Nine-year-old Elyse Brown lived in Jericho, Long Island, in a new suburban neighborhood built upon potato fields and brimming with optimism. Her father, the son of poor Russian immigrants, took to heart the idea that, like Kennedy, he could get ahead in life. So, every day, he put on his suit and took the train to Manhattan for work. That idealism pervaded Brown’s household. She writes:
The North Shore of Long Island was developing into what some considered an affluent area, and my mom relished in that designation. In some ways, I think she fancied herself to be like Jackie Kennedy. She loved her style, clothes and grace. I recall her wearing a Jackie-inspired baby-blue silk suit and pillbox hat for my brother's bar mitzvah in 1962.

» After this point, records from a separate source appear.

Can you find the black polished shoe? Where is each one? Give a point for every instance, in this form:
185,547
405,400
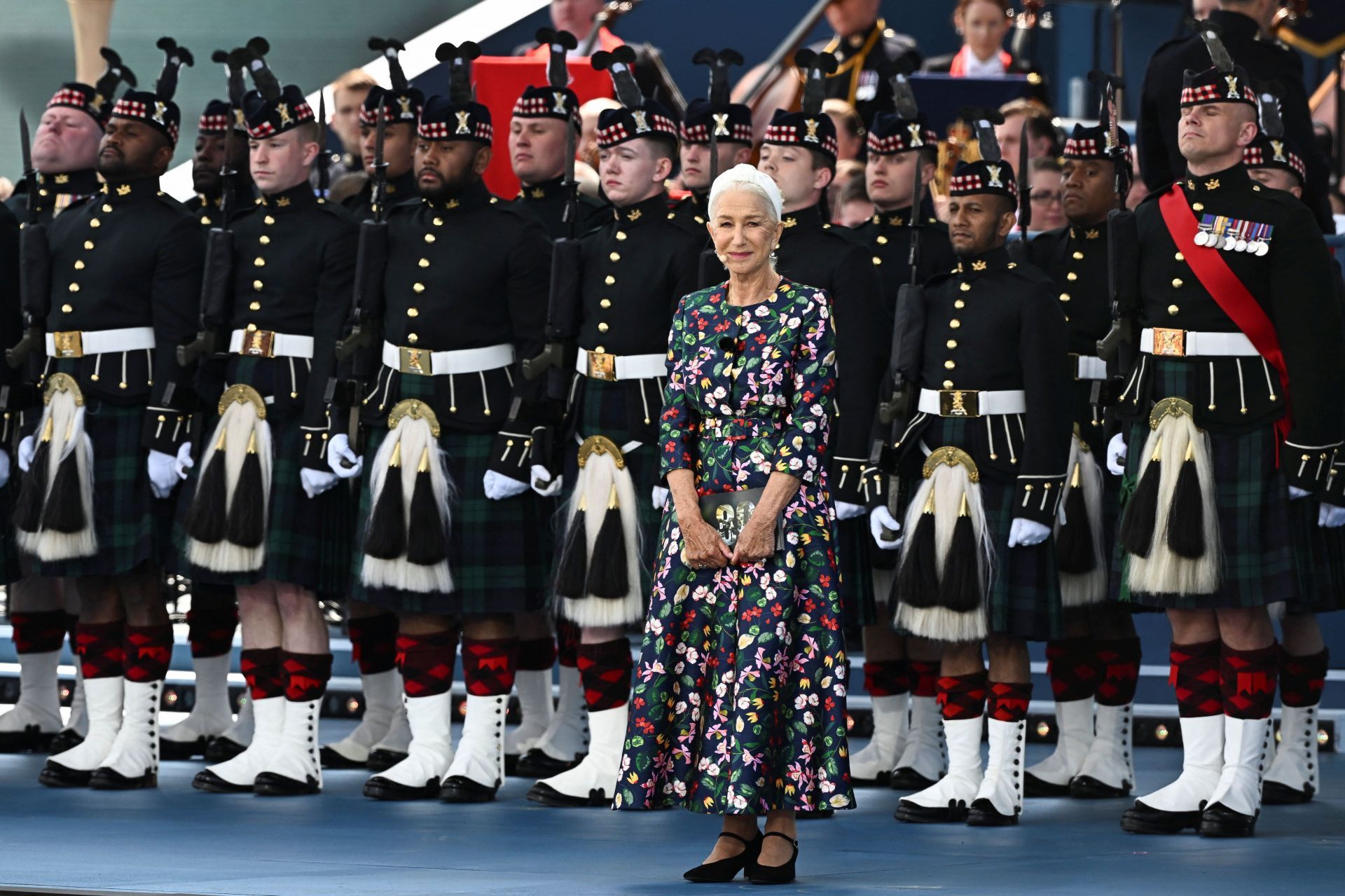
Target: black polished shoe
759,874
382,759
1222,821
380,787
725,869
536,763
273,785
221,750
460,789
1143,820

Growing up on Long Island was as idyllic as it was insulating. Our world felt protected and pure. Like children should, we played hard. Sledding on local hills in winter and hitting Jones Beach in summer. After school, hours were spent playing kickball till the sunset or taking ballet lessons with Mrs. Schwartz. We enjoyed football games, the Jericho Cider Mill, apple picking and Lollypop Farm. Suburbia was at its leading edge, not quite country and not the city.
As pastoral as life seemed to be, the Kennedy assassination unearthed an emerging consciousness that an America existed outside the confines of my life experience. Changes were on the horizon. I watched, frightened, as my fourth-grade teacher, Mrs. Reinhardt, cried upon hearing of the Kennedy assassination. As time went on, our sense of impunity was eroded by current events. Hardships and pain existed beyond my tree-lined streets. I was perhaps shrouded by innocence; but began to feel connected to a world that extended beyond the Long Island peninsula.

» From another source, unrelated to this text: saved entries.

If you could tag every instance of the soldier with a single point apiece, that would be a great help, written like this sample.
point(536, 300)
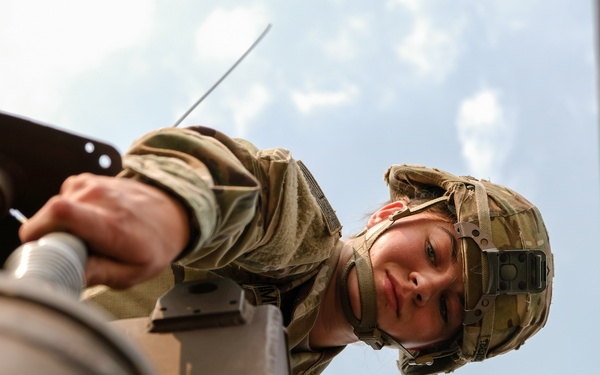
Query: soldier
point(451, 270)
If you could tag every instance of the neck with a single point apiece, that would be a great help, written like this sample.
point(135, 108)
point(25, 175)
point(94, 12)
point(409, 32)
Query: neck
point(331, 328)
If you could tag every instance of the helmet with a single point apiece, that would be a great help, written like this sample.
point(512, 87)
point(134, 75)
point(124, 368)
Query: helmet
point(507, 269)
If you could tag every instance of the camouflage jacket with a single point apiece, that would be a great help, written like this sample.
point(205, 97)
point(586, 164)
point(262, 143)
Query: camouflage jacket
point(256, 216)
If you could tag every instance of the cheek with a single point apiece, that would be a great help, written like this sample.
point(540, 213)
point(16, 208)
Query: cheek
point(422, 329)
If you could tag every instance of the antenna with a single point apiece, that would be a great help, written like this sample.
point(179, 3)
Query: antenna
point(223, 77)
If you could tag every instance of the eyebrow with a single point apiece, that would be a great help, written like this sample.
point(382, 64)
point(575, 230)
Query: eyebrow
point(454, 254)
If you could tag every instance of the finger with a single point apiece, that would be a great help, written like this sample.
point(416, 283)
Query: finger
point(105, 271)
point(52, 217)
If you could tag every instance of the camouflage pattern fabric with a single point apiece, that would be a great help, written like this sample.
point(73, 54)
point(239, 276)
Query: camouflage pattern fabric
point(252, 218)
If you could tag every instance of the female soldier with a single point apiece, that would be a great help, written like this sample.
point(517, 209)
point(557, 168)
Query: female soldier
point(452, 270)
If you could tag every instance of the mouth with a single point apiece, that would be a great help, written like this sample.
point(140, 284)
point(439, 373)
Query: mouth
point(391, 293)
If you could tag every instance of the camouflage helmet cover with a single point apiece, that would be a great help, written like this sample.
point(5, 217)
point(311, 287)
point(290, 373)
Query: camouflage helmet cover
point(510, 222)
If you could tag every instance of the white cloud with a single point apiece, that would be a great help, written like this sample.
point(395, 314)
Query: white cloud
point(227, 34)
point(432, 46)
point(311, 100)
point(485, 134)
point(45, 44)
point(249, 107)
point(344, 46)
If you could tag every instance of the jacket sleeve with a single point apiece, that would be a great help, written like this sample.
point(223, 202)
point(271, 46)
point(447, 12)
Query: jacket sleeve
point(246, 207)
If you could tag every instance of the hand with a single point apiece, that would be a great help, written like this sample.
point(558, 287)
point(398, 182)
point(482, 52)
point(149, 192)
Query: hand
point(132, 230)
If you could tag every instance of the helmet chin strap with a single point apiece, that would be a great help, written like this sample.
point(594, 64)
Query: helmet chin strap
point(366, 328)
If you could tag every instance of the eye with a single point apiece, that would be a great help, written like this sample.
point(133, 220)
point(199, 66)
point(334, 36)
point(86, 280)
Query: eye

Sandra Snow, 11 in 1963, grew up in a Michigan farming community in close-knit St. Clair County where residents gathered in times of celebration and tragedy, taking care of neighbors as if they were extended family. She says, “Trouble then seemed smaller.” She writes:
I don't recall it mattering what religion someone practiced until a few days after Kennedy was gone. I knew there had been some discussion about Kennedy's fitness for the job before he had been elected. People had been worried if his allegiance was to the country or to the pope. I was not concerned nor were my parents. But when I went back to the one-room schoolhouse I attended, after the president's funeral and our three days of national mourning, I was shocked to discover that some kids were glad the "dirty thieving Irish Catholic Kennedy was dead." I had never suspected such hatred for a president could exist.

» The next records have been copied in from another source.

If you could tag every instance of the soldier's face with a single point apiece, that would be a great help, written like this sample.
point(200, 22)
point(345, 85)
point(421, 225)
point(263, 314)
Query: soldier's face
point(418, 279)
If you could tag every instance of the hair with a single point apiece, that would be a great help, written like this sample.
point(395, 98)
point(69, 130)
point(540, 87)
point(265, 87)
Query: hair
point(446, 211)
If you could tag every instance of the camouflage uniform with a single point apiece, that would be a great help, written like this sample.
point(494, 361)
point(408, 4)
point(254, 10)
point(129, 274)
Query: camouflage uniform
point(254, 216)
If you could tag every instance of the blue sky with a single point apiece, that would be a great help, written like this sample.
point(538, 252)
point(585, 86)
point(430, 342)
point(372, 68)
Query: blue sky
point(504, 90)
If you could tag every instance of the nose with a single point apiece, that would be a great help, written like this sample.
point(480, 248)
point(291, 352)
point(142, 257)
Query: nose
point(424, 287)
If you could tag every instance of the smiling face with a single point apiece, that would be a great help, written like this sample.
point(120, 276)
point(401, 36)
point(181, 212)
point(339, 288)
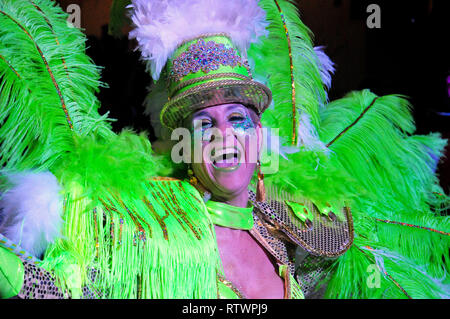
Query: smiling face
point(230, 143)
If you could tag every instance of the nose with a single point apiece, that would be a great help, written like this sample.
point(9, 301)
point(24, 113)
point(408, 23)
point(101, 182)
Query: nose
point(226, 133)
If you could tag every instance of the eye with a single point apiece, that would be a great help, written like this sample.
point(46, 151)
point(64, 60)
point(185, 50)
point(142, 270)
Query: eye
point(236, 117)
point(206, 124)
point(201, 123)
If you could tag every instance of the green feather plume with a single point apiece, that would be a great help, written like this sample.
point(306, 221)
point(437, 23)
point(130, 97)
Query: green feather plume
point(398, 226)
point(48, 85)
point(272, 62)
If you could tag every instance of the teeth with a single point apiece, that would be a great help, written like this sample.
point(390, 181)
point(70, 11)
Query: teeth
point(224, 154)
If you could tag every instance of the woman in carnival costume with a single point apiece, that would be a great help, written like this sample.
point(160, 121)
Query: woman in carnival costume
point(353, 210)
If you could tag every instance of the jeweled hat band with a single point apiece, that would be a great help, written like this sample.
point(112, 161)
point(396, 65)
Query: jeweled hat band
point(209, 71)
point(204, 59)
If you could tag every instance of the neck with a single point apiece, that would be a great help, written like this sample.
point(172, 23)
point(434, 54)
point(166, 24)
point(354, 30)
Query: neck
point(240, 200)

All but one or two of us kids had fathers, and one mother, who worked in the factories, mostly at Pontiac Motors on the assembly line. Those who farmed mostly did it part-time or leased their land to full-time farmers. My father, who had grander ideas, had sold the livestock, torn down fences, and had built a nine-hole public golf course on our 60 acres by then.
The cattle and fences were gone, and strangers walked our former farm to play golf. Kennedy was dead, and I have never trusted a human being the same way as I did before those days came to pass. I lost my innocence on the same day the rest of the country did. I don't think the nation has ever been the same way since then. If the president could be shot, then was anyone safe?